Explaining 32-Bit Float Audio

When it comes to recording microphones, 24-bit memory is more than you’ll ever need.

Max Can't Help It!
7 min readSep 7, 2023

I’ve been on a mission to enlighten prospective buyers of audio recording equipment that 32-bit float does not prevent clipping, or in any way, improve the fidelity of microphones recorded in 24-bit fixed.

32-bit float has a benefit, and a trade-off, which are worth keeping mind after you record an analog source. I’ll get to that later.

This story is for anyone who tried to learn 32-bit float, but ended up more confused than ever. I hope to explain it in a way I wish someone had explained it to me. I’m no math expert! (So if I’ve made a mistake please let me know in the comments).

What makes 32-bit float a headache is its use of A) bit-math B) fractions and C) exponents — together.

To help you understand the fundamentals of 32-bit float, I’m going to create a 4-bit version, without bit-math, fractions or large exponents.

Imagine we have a restaurant. Even though we don’t know a fraction from an exponent, we have a line out the door. Someone built us a computer to keep track of that line. We are told it has 4-bits of memory.

It was explained that we can work with a line of up to 16 people in 4-bit.

What’s important is we can count up to 16. Which is fine, because our line never goes above 8. (That only fills up 3-bits. HA! We ain’t so dumb!)

Then we move to new restaurant with more space for people to line up. In the first restaurant, there was only 8 feet from the front door to the curb. In our new restaurant, there is 64 feet between our door and curb.

If we want to reference people on a line from 1 to 64 we’d need a 6-bit computer. The maximum value of 6-bit binary is 64. We’re told the computer would be expensive and slow.

Is there another way?

Thinking about it, we realized we’re more interested in where the person is in those 64 feet, than the exact number of them, which we expected would remain at 8. We went back to the computer person.
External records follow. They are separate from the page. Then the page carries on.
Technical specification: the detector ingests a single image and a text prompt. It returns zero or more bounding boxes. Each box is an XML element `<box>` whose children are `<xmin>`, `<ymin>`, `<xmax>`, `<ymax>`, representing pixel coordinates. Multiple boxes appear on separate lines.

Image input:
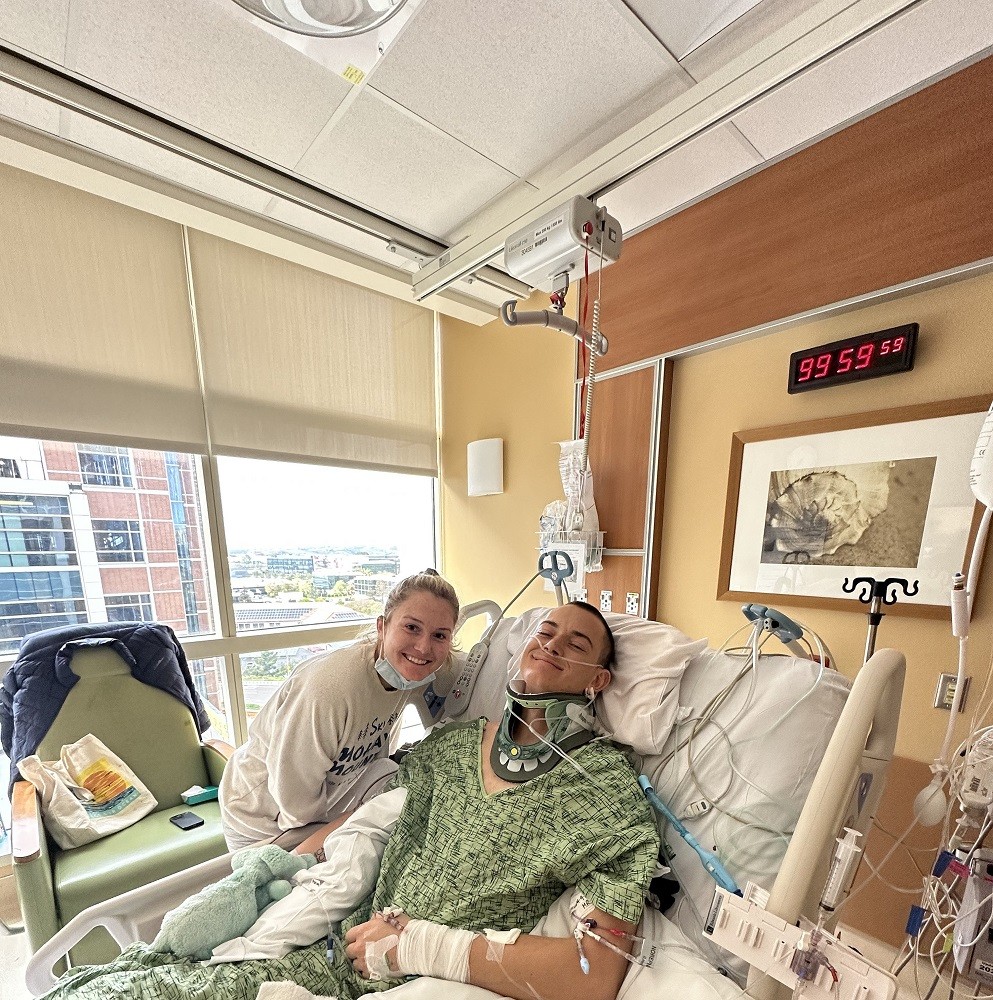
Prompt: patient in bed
<box><xmin>40</xmin><ymin>603</ymin><xmax>659</xmax><ymax>1000</ymax></box>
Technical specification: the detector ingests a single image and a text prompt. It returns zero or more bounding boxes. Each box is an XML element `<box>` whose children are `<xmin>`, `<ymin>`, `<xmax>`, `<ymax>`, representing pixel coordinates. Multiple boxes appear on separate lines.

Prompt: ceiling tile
<box><xmin>732</xmin><ymin>0</ymin><xmax>993</xmax><ymax>157</ymax></box>
<box><xmin>296</xmin><ymin>87</ymin><xmax>515</xmax><ymax>236</ymax></box>
<box><xmin>0</xmin><ymin>83</ymin><xmax>59</xmax><ymax>135</ymax></box>
<box><xmin>266</xmin><ymin>198</ymin><xmax>405</xmax><ymax>267</ymax></box>
<box><xmin>680</xmin><ymin>0</ymin><xmax>821</xmax><ymax>81</ymax></box>
<box><xmin>625</xmin><ymin>0</ymin><xmax>760</xmax><ymax>59</ymax></box>
<box><xmin>66</xmin><ymin>0</ymin><xmax>351</xmax><ymax>165</ymax></box>
<box><xmin>370</xmin><ymin>0</ymin><xmax>673</xmax><ymax>177</ymax></box>
<box><xmin>60</xmin><ymin>111</ymin><xmax>271</xmax><ymax>214</ymax></box>
<box><xmin>528</xmin><ymin>68</ymin><xmax>694</xmax><ymax>190</ymax></box>
<box><xmin>0</xmin><ymin>0</ymin><xmax>69</xmax><ymax>63</ymax></box>
<box><xmin>600</xmin><ymin>128</ymin><xmax>762</xmax><ymax>236</ymax></box>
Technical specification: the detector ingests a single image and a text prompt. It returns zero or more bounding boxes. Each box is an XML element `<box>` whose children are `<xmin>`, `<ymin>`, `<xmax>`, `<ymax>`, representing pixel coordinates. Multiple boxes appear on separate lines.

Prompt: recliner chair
<box><xmin>11</xmin><ymin>646</ymin><xmax>232</xmax><ymax>965</ymax></box>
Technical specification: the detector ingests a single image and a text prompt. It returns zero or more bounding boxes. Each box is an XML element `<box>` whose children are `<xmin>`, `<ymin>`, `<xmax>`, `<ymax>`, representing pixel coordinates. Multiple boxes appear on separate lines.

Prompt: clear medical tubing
<box><xmin>821</xmin><ymin>826</ymin><xmax>862</xmax><ymax>912</ymax></box>
<box><xmin>580</xmin><ymin>296</ymin><xmax>603</xmax><ymax>476</ymax></box>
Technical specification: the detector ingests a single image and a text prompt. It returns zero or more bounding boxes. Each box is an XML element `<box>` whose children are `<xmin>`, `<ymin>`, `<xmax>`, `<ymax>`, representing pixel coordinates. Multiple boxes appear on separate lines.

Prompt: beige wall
<box><xmin>657</xmin><ymin>275</ymin><xmax>993</xmax><ymax>761</ymax></box>
<box><xmin>439</xmin><ymin>295</ymin><xmax>575</xmax><ymax>612</ymax></box>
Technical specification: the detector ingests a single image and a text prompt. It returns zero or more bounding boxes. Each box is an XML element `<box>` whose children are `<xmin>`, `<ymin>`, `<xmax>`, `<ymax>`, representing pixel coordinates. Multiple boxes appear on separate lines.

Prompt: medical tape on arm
<box><xmin>365</xmin><ymin>934</ymin><xmax>400</xmax><ymax>980</ymax></box>
<box><xmin>397</xmin><ymin>920</ymin><xmax>476</xmax><ymax>983</ymax></box>
<box><xmin>483</xmin><ymin>927</ymin><xmax>521</xmax><ymax>963</ymax></box>
<box><xmin>210</xmin><ymin>788</ymin><xmax>407</xmax><ymax>964</ymax></box>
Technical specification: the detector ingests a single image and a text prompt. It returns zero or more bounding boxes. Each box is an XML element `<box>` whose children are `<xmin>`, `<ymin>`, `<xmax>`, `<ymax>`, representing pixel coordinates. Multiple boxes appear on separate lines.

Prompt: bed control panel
<box><xmin>704</xmin><ymin>888</ymin><xmax>897</xmax><ymax>1000</ymax></box>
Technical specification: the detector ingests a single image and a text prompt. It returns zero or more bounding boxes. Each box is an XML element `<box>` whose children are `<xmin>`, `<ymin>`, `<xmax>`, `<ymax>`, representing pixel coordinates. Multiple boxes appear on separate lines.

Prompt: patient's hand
<box><xmin>345</xmin><ymin>913</ymin><xmax>410</xmax><ymax>979</ymax></box>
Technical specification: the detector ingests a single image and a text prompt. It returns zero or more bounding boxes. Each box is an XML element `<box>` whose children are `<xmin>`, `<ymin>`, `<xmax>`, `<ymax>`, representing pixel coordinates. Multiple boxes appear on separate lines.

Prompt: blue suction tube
<box><xmin>638</xmin><ymin>774</ymin><xmax>742</xmax><ymax>896</ymax></box>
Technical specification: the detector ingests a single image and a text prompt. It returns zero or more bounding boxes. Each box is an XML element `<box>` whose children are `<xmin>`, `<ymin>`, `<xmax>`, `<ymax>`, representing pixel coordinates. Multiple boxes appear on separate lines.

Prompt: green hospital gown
<box><xmin>46</xmin><ymin>720</ymin><xmax>658</xmax><ymax>1000</ymax></box>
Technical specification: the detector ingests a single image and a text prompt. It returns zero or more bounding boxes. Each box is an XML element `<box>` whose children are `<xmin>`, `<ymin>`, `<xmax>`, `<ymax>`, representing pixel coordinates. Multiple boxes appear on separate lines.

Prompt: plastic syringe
<box><xmin>821</xmin><ymin>826</ymin><xmax>862</xmax><ymax>912</ymax></box>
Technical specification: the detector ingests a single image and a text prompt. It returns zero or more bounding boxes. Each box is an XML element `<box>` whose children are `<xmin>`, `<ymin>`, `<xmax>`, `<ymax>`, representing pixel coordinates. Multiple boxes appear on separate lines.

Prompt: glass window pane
<box><xmin>240</xmin><ymin>642</ymin><xmax>348</xmax><ymax>726</ymax></box>
<box><xmin>238</xmin><ymin>640</ymin><xmax>427</xmax><ymax>746</ymax></box>
<box><xmin>104</xmin><ymin>594</ymin><xmax>155</xmax><ymax>622</ymax></box>
<box><xmin>190</xmin><ymin>656</ymin><xmax>234</xmax><ymax>745</ymax></box>
<box><xmin>0</xmin><ymin>436</ymin><xmax>214</xmax><ymax>654</ymax></box>
<box><xmin>218</xmin><ymin>457</ymin><xmax>436</xmax><ymax>633</ymax></box>
<box><xmin>78</xmin><ymin>444</ymin><xmax>132</xmax><ymax>488</ymax></box>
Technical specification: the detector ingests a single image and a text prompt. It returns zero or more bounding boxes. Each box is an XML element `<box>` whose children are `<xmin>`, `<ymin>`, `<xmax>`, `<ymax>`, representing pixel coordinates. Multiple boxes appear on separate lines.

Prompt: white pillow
<box><xmin>460</xmin><ymin>608</ymin><xmax>707</xmax><ymax>755</ymax></box>
<box><xmin>642</xmin><ymin>650</ymin><xmax>851</xmax><ymax>975</ymax></box>
<box><xmin>504</xmin><ymin>608</ymin><xmax>707</xmax><ymax>754</ymax></box>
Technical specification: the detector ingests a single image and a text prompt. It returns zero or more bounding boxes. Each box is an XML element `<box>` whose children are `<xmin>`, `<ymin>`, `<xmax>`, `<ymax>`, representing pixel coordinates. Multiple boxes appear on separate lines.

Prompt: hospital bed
<box><xmin>25</xmin><ymin>609</ymin><xmax>904</xmax><ymax>1000</ymax></box>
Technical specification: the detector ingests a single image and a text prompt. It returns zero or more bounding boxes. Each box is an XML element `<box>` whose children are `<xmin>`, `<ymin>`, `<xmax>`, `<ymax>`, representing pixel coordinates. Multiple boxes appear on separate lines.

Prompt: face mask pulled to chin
<box><xmin>376</xmin><ymin>656</ymin><xmax>435</xmax><ymax>691</ymax></box>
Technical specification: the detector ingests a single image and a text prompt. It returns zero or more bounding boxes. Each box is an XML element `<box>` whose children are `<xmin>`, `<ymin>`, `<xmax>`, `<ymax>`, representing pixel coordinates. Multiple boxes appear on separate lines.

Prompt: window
<box><xmin>0</xmin><ymin>494</ymin><xmax>78</xmax><ymax>566</ymax></box>
<box><xmin>0</xmin><ymin>436</ymin><xmax>215</xmax><ymax>648</ymax></box>
<box><xmin>93</xmin><ymin>518</ymin><xmax>145</xmax><ymax>562</ymax></box>
<box><xmin>240</xmin><ymin>642</ymin><xmax>348</xmax><ymax>725</ymax></box>
<box><xmin>217</xmin><ymin>457</ymin><xmax>434</xmax><ymax>633</ymax></box>
<box><xmin>104</xmin><ymin>594</ymin><xmax>155</xmax><ymax>622</ymax></box>
<box><xmin>78</xmin><ymin>444</ymin><xmax>133</xmax><ymax>487</ymax></box>
<box><xmin>0</xmin><ymin>435</ymin><xmax>435</xmax><ymax>743</ymax></box>
<box><xmin>190</xmin><ymin>656</ymin><xmax>237</xmax><ymax>743</ymax></box>
<box><xmin>0</xmin><ymin>571</ymin><xmax>88</xmax><ymax>653</ymax></box>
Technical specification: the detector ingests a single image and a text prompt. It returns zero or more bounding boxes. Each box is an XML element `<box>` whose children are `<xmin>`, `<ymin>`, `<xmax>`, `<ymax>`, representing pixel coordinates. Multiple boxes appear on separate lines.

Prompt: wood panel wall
<box><xmin>602</xmin><ymin>57</ymin><xmax>993</xmax><ymax>368</ymax></box>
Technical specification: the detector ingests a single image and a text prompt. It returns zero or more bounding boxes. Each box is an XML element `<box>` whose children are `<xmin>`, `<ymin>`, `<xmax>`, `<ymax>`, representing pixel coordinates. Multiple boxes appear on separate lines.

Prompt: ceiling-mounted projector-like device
<box><xmin>229</xmin><ymin>0</ymin><xmax>407</xmax><ymax>38</ymax></box>
<box><xmin>503</xmin><ymin>195</ymin><xmax>622</xmax><ymax>292</ymax></box>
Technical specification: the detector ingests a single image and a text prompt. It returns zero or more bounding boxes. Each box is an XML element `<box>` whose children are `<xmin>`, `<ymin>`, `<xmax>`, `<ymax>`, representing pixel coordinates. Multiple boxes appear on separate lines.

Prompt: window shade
<box><xmin>190</xmin><ymin>232</ymin><xmax>437</xmax><ymax>474</ymax></box>
<box><xmin>0</xmin><ymin>166</ymin><xmax>206</xmax><ymax>451</ymax></box>
<box><xmin>0</xmin><ymin>166</ymin><xmax>438</xmax><ymax>474</ymax></box>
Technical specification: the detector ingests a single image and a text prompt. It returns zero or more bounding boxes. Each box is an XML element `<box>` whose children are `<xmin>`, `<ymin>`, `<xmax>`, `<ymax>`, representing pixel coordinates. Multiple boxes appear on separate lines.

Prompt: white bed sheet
<box><xmin>252</xmin><ymin>890</ymin><xmax>743</xmax><ymax>1000</ymax></box>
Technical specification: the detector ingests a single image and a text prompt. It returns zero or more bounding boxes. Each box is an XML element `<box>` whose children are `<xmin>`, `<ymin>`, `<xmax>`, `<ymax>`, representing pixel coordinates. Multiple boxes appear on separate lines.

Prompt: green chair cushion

They said okay, if we’ll always have 8 people or less and it’s more important to know where in those 64 feet they stood, we could change how we used our 4-bits. We’d keep our 3-bits for the count of people, 8, but use the 4-th bit as an exponent that would extend our system — its scale — out to 64 feet.

We could create a new scale by scaling our 3-bit value with a 4-th bit exponent of 1 or 2.

HUH?!

Please bear with me.

Every number would be calculated by taking one of our 3-bit numbers and applying one of the exponents, so, for the first of our two exponents; that is, 1…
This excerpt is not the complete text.